Contoh: guru membagi siswa kedalam 4 kelompok. Dalam pembagian kelompok ini guru juga
mengajak siswa untuk menghitung berapa jumlah teman dalam satu kelomponya. Pada tiap-
tiap kelompok, guru membagikan masing-masing 10 permen. Dalam hal ini tentu siswa sudah
bertanya-tanya, keadaan ini semakin dirangsang oleh guru dengan mengatakan bahwa
kegiatan kali ini adalah lomba menghitung. Aturan mainnya tiap anggota kelompok
bekerjasama menjawab pertanyaan guru mengenai penjumlahan dan pengurangan yang guru
lakukan menggunakan media benda. Apabila kelompok tersebut salah maka kelompok
tersebut wajib mensodaqohkan satu buah permennya kepada kelompok lain.

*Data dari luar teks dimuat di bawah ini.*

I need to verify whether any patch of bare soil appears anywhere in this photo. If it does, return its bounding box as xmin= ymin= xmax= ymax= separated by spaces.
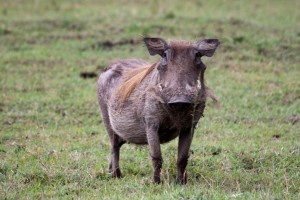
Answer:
xmin=288 ymin=115 xmax=300 ymax=125
xmin=80 ymin=72 xmax=98 ymax=79
xmin=81 ymin=39 xmax=139 ymax=51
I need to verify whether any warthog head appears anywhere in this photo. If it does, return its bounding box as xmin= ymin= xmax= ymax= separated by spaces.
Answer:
xmin=144 ymin=37 xmax=220 ymax=106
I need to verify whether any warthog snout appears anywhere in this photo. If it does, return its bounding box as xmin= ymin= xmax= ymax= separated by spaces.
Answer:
xmin=168 ymin=96 xmax=193 ymax=109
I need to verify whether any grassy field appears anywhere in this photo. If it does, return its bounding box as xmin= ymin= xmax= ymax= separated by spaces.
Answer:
xmin=0 ymin=0 xmax=300 ymax=199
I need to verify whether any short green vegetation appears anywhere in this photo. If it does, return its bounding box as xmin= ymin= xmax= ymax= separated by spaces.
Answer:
xmin=0 ymin=0 xmax=300 ymax=199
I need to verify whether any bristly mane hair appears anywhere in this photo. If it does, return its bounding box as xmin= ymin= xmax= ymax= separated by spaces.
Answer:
xmin=115 ymin=63 xmax=156 ymax=107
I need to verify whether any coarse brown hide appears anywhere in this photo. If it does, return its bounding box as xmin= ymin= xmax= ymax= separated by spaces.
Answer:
xmin=97 ymin=37 xmax=219 ymax=184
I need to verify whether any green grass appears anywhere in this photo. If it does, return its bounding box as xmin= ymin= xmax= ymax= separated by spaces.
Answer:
xmin=0 ymin=0 xmax=300 ymax=199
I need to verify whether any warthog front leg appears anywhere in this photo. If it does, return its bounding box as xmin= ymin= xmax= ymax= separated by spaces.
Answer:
xmin=109 ymin=134 xmax=125 ymax=178
xmin=146 ymin=119 xmax=163 ymax=184
xmin=177 ymin=129 xmax=193 ymax=184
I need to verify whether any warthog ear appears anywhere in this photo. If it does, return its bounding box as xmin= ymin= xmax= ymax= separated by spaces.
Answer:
xmin=196 ymin=39 xmax=220 ymax=57
xmin=143 ymin=37 xmax=168 ymax=56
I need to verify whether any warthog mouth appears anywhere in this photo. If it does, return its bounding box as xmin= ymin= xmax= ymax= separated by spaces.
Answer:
xmin=168 ymin=96 xmax=193 ymax=110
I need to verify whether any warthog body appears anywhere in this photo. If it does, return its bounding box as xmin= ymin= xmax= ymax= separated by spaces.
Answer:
xmin=97 ymin=38 xmax=219 ymax=183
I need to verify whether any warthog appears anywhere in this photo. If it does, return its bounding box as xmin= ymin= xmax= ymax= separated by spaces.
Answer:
xmin=97 ymin=37 xmax=220 ymax=184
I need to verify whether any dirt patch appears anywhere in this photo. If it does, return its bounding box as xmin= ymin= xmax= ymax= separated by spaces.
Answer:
xmin=80 ymin=39 xmax=140 ymax=51
xmin=272 ymin=134 xmax=281 ymax=139
xmin=288 ymin=115 xmax=300 ymax=125
xmin=282 ymin=92 xmax=300 ymax=105
xmin=80 ymin=72 xmax=98 ymax=79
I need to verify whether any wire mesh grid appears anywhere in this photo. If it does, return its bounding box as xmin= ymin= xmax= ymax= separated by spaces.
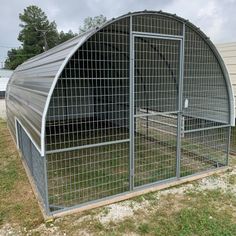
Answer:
xmin=134 ymin=37 xmax=180 ymax=186
xmin=47 ymin=142 xmax=129 ymax=207
xmin=132 ymin=14 xmax=183 ymax=36
xmin=180 ymin=127 xmax=229 ymax=176
xmin=12 ymin=14 xmax=229 ymax=212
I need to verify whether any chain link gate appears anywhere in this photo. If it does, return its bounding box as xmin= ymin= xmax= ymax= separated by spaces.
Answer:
xmin=130 ymin=34 xmax=182 ymax=188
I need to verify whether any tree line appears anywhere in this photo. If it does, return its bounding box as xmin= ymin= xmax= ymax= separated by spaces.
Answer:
xmin=5 ymin=5 xmax=106 ymax=70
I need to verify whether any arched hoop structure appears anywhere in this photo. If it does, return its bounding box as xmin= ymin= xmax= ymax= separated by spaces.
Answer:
xmin=6 ymin=11 xmax=234 ymax=214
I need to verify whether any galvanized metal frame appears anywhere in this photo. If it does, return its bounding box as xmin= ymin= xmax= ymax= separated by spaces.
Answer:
xmin=6 ymin=13 xmax=234 ymax=215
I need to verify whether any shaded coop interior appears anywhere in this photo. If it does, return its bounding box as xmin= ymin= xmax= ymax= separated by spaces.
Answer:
xmin=5 ymin=12 xmax=232 ymax=212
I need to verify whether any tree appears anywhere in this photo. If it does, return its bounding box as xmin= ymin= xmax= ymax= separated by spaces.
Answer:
xmin=18 ymin=6 xmax=58 ymax=54
xmin=5 ymin=5 xmax=59 ymax=70
xmin=58 ymin=30 xmax=77 ymax=44
xmin=79 ymin=15 xmax=107 ymax=33
xmin=5 ymin=5 xmax=106 ymax=70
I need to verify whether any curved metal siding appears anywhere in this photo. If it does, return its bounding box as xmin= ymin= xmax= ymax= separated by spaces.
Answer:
xmin=6 ymin=31 xmax=95 ymax=149
xmin=6 ymin=11 xmax=234 ymax=154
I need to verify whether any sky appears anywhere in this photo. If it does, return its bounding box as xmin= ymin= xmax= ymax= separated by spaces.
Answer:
xmin=0 ymin=0 xmax=236 ymax=67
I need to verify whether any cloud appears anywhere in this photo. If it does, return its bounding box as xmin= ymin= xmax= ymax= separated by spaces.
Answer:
xmin=0 ymin=0 xmax=236 ymax=66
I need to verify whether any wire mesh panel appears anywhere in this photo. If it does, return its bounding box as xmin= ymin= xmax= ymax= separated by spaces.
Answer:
xmin=132 ymin=14 xmax=183 ymax=35
xmin=46 ymin=19 xmax=129 ymax=150
xmin=181 ymin=27 xmax=229 ymax=176
xmin=134 ymin=37 xmax=180 ymax=186
xmin=46 ymin=19 xmax=129 ymax=211
xmin=47 ymin=142 xmax=129 ymax=210
xmin=181 ymin=127 xmax=229 ymax=176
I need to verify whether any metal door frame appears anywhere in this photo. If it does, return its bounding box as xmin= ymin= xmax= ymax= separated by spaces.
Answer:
xmin=129 ymin=27 xmax=185 ymax=191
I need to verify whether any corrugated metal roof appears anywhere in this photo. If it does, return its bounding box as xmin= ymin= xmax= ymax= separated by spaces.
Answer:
xmin=0 ymin=69 xmax=13 ymax=78
xmin=0 ymin=78 xmax=9 ymax=91
xmin=216 ymin=42 xmax=236 ymax=117
xmin=6 ymin=11 xmax=234 ymax=155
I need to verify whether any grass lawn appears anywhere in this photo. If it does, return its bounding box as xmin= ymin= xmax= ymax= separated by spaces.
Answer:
xmin=0 ymin=117 xmax=236 ymax=236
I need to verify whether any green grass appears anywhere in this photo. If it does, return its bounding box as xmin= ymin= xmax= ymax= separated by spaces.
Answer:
xmin=0 ymin=117 xmax=236 ymax=236
xmin=0 ymin=119 xmax=43 ymax=228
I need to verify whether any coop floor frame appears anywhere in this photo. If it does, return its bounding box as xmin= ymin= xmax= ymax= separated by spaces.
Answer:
xmin=12 ymin=17 xmax=230 ymax=216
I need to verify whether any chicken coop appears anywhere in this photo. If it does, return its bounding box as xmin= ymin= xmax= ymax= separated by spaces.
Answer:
xmin=6 ymin=11 xmax=234 ymax=215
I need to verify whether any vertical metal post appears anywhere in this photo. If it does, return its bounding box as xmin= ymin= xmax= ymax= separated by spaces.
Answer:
xmin=43 ymin=126 xmax=51 ymax=215
xmin=176 ymin=24 xmax=185 ymax=178
xmin=129 ymin=16 xmax=134 ymax=190
xmin=226 ymin=127 xmax=231 ymax=166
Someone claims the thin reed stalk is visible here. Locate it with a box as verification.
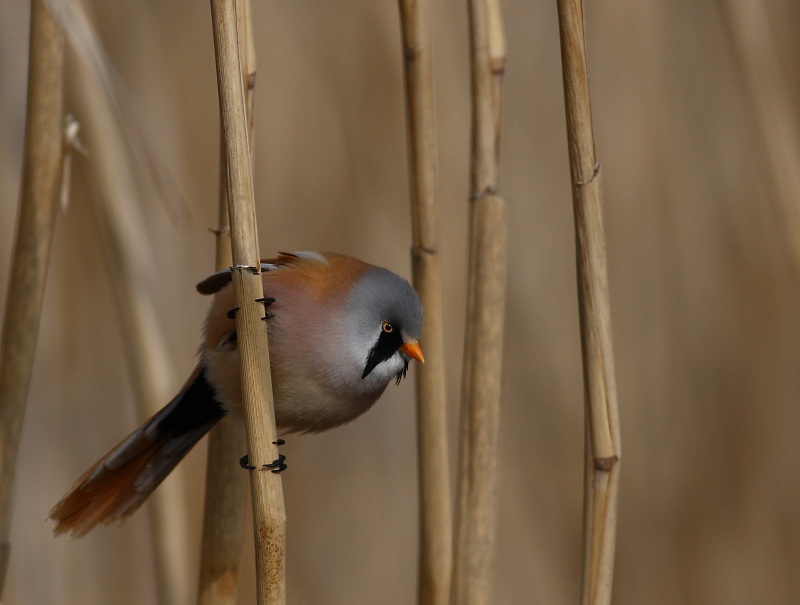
[400,0,453,605]
[211,0,286,605]
[0,0,65,596]
[76,49,192,605]
[450,0,506,605]
[718,0,800,278]
[557,0,620,605]
[197,0,256,605]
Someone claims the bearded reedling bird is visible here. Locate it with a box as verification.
[50,252,424,536]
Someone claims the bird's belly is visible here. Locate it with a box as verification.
[205,351,385,433]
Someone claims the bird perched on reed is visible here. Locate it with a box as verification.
[50,252,424,536]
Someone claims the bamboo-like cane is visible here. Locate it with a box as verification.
[197,0,256,605]
[450,0,506,605]
[211,0,286,605]
[557,0,620,605]
[400,0,453,605]
[0,0,64,596]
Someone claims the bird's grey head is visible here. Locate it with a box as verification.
[347,267,422,384]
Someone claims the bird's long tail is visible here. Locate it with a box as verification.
[50,365,225,536]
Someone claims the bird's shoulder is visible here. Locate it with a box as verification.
[197,251,373,294]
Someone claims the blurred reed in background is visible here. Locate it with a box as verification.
[0,0,800,605]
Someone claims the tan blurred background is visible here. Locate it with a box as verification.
[0,0,800,605]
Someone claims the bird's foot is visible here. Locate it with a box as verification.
[239,454,256,471]
[239,439,287,473]
[256,296,275,321]
[261,454,286,473]
[262,438,286,473]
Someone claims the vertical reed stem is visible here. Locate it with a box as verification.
[211,0,286,605]
[400,0,453,605]
[197,0,255,605]
[0,0,64,596]
[450,0,506,605]
[557,0,620,605]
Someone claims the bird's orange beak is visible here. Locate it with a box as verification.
[400,340,425,363]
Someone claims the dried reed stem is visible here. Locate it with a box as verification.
[557,0,620,605]
[211,0,286,605]
[718,0,800,277]
[70,44,192,604]
[451,0,506,605]
[0,0,64,595]
[400,0,453,605]
[197,0,255,605]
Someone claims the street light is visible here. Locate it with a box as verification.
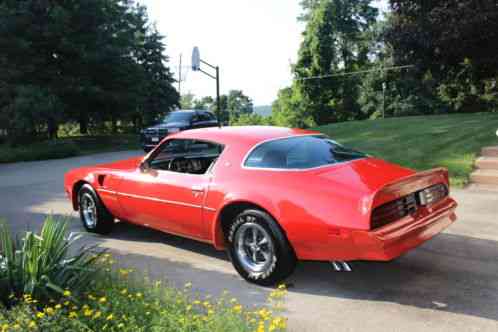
[192,47,221,127]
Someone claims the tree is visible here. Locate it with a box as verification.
[228,90,253,121]
[386,0,498,112]
[271,86,315,128]
[0,0,179,137]
[294,0,378,124]
[139,26,180,127]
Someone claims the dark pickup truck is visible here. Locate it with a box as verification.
[140,110,218,152]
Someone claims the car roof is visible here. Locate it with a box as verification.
[170,110,213,114]
[171,126,321,145]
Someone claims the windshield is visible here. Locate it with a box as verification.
[163,112,193,123]
[244,136,366,169]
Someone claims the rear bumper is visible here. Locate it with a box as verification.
[348,198,457,261]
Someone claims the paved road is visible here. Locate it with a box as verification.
[0,151,498,332]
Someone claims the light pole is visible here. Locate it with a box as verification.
[382,82,387,119]
[192,47,221,128]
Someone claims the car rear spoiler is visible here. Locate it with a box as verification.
[371,168,449,210]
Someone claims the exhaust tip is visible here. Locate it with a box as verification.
[330,261,353,272]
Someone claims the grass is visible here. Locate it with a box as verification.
[0,218,287,332]
[0,134,140,163]
[0,268,287,332]
[317,113,498,187]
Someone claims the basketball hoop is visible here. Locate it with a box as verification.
[192,47,201,71]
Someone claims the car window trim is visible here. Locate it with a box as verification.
[240,133,369,172]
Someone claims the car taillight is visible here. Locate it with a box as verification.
[372,193,417,229]
[419,184,448,206]
[371,184,448,229]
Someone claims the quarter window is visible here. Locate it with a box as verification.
[244,135,365,169]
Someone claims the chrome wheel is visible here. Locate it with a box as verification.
[80,193,97,229]
[234,217,276,276]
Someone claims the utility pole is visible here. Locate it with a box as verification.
[178,53,182,96]
[382,82,386,119]
[216,66,221,126]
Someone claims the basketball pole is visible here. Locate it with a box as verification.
[192,47,221,128]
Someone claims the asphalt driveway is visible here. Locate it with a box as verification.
[0,151,498,332]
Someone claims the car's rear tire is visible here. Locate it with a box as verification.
[78,184,114,234]
[227,209,297,286]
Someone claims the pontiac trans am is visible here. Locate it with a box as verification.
[64,126,457,285]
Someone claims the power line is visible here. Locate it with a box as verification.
[295,65,415,81]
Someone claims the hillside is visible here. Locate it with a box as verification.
[317,113,498,186]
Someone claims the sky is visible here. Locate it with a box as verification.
[140,0,387,106]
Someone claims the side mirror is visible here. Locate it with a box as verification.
[140,159,150,173]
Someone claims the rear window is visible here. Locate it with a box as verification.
[244,135,366,169]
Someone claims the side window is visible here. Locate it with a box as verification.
[150,139,223,174]
[244,135,365,169]
[199,113,213,121]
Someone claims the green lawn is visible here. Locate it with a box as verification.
[0,134,140,163]
[317,113,498,186]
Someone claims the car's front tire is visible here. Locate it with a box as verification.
[78,184,114,234]
[228,209,296,286]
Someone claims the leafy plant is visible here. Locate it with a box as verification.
[0,217,101,304]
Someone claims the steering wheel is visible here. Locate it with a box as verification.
[168,157,190,172]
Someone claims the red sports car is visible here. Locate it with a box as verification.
[65,127,457,285]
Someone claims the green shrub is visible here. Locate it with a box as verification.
[0,217,100,305]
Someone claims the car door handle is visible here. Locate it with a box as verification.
[192,186,204,194]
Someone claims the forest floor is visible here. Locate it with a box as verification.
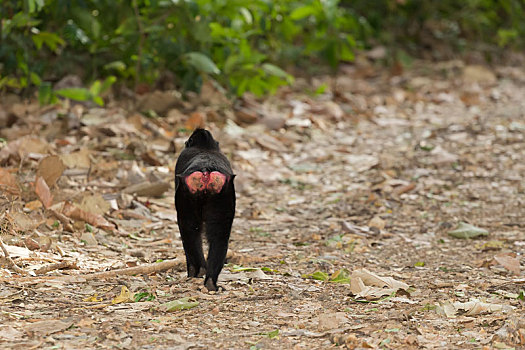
[0,56,525,349]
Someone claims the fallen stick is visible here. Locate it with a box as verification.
[79,259,183,280]
[35,261,78,275]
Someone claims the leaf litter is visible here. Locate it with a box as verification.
[0,62,525,349]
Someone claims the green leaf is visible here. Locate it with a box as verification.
[448,222,489,239]
[290,5,317,21]
[89,80,102,95]
[330,269,350,284]
[261,63,291,80]
[160,297,199,312]
[104,61,126,72]
[29,72,42,86]
[55,88,91,101]
[31,32,65,52]
[93,96,104,107]
[99,75,117,94]
[38,82,57,105]
[184,52,221,74]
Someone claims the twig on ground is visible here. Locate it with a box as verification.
[82,259,183,280]
[35,261,78,275]
[0,237,26,275]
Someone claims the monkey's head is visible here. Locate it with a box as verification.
[185,128,219,150]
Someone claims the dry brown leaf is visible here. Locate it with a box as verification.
[494,253,520,275]
[7,212,39,232]
[60,148,91,168]
[368,216,386,230]
[437,299,514,318]
[350,269,409,300]
[25,320,73,336]
[122,181,170,197]
[62,202,115,231]
[36,156,66,187]
[255,134,286,152]
[24,200,42,211]
[77,193,111,215]
[35,176,53,209]
[0,168,20,196]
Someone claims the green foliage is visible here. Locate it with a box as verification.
[0,0,525,104]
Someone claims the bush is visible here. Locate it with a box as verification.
[0,0,525,103]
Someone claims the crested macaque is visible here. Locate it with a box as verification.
[175,129,235,291]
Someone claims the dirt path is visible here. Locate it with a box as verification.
[0,62,525,349]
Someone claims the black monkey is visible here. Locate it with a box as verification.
[175,129,235,291]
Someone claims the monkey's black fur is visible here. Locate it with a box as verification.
[175,129,235,291]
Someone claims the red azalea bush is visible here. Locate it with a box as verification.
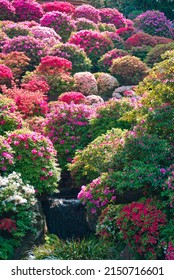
[126,32,156,48]
[0,64,13,86]
[40,11,75,42]
[98,49,128,72]
[116,199,167,259]
[69,30,113,65]
[2,86,48,118]
[12,0,44,21]
[3,36,45,67]
[74,5,101,23]
[134,11,172,38]
[0,135,14,175]
[7,129,60,194]
[100,8,126,28]
[49,43,92,73]
[58,91,86,104]
[42,1,75,14]
[0,0,15,20]
[45,101,92,170]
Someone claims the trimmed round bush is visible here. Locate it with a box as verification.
[69,30,113,65]
[74,72,98,96]
[100,8,126,28]
[134,11,172,38]
[110,55,148,85]
[98,49,128,72]
[50,43,92,74]
[0,0,16,20]
[40,11,75,42]
[74,5,101,23]
[12,0,44,22]
[7,129,60,194]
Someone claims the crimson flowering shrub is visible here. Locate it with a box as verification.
[100,8,126,28]
[12,0,44,22]
[0,0,15,20]
[45,101,92,171]
[110,55,148,85]
[2,86,48,118]
[58,91,86,104]
[116,199,167,259]
[0,64,13,86]
[126,32,156,49]
[7,129,60,194]
[69,30,113,65]
[0,135,14,175]
[98,49,128,72]
[74,72,98,96]
[74,5,101,23]
[49,43,92,74]
[134,11,172,38]
[40,11,75,42]
[78,173,116,214]
[42,1,75,14]
[3,36,45,67]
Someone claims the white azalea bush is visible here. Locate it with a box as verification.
[0,172,36,260]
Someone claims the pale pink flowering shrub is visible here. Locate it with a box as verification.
[74,72,98,96]
[12,0,44,21]
[40,11,75,42]
[74,5,101,23]
[7,129,60,194]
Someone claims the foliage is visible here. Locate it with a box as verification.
[110,55,148,85]
[7,129,60,194]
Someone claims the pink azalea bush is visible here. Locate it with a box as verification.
[134,11,172,38]
[74,72,98,96]
[69,30,113,65]
[12,0,44,22]
[0,0,16,20]
[40,11,75,42]
[100,8,126,28]
[7,129,60,194]
[74,5,101,23]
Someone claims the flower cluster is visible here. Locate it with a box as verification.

5. Memberikan bimbingan kepada siswa


Seyogyanya guru harus membimbing siswa dalam proses belajarnya. Sehingga siswa dapat
terarah dalam pembelajarannya.
Contoh: dalam proses penghitungan/pemberian soal yang diberikan oleh guru, siswa satu
kelompok diminta untuk menghitungnya sembari guru menunjukkan jumlah bilangan
tersebut.

6. Memancing Kinerja
Memantapkan apa yang dipelajari dengan memberikan latihan-latihan untuk menerapkan
apa yang telah dipelajari itu.
Contoh: guru memancing kinerja berupa mengajak berhitung siswa satu kelas tentang hasil
penghitungan yang dilakukan oleh kelompok lain.

7. Memberikan balikan
Memberikan feedback atau balikan dengan memberitahukan kepada murid apakah hasil
belajarnya benar atau tidak.
Contoh: guru menanyakan kepada siswa sudah benar atau belum. Hal ini juga semakin
memantapkan hasil penghitungan yang dilakukan oleh siswa.

8. Menilai hasil belajar


Menilai hasil-belajar dengan memberikan kesempatan kepada murid untuk mengetahui
apakah ia telah benar menguasai bahan pelajaran itu dengan memberikan beberapa soal.
Contoh: meminta siswa menulis hasil penjumlahan yang dilakukan dalam permainan tadi
menggunakan lambang bilangan yang benar.

9. Mengusahakan transfer
Mengusahakan transfer dengan memberikan contoh-contoh tambahan untuk
menggeneralisasi apa yang telah dipelajari itu sehingga ia dapat menggunakannya dalam
situasi-situasi lain.
Contohnya: ajak siswa memecahkan masalah yang diceritakan oleh guru sebelum pelajaran
selesai
BAB IV PENUTUP

4.1 KESIMPULAN
Dalam proses pembelajaran terutama di sekolah seringkali melibatkan siswa dan guru.
Siswa merupakan subjek yang akan belajar, sedangkan guru bertindak sebagai pemandu siswa
dalam proses belajar. Oleh karena itu, perlu dipersiapkan suatu rancangan pembelajaran yang
dapat mempermudah siswa memahami materi yang disampaikan oleh guru tersebut. Rancangan
pembelajaran tersebut menurut Gagne dapat berupa sembilan peristiwa pembelajaran. Dalam
melakukan rancangan pembelajaran, Gagne menggunakan objek-objek matematika sebagai
mediumnya. Setelah menerapkan rancangan pembelajaran, diharapkan memperoleh hasil dari
rancangan pembelajaran tersebut yang berupa ragam hasil belajar.

4.2 SARAN
Mahasiswa maupun guru hendaknya mampu memahami aplikasi teori pembelajaran
Gagne, salah satunya berupa Sembilan peristiwa pembelajaran sehingga dapat mempermudah
dalam menyampaikan materi yang diajarkan pada peserta didik.
DAFTAR PUSTAKA

Winataputra, S. Udin, dkk. 2007. Teori Belajar dan Pembelajaran. Jakarta: Universitas Terbuka.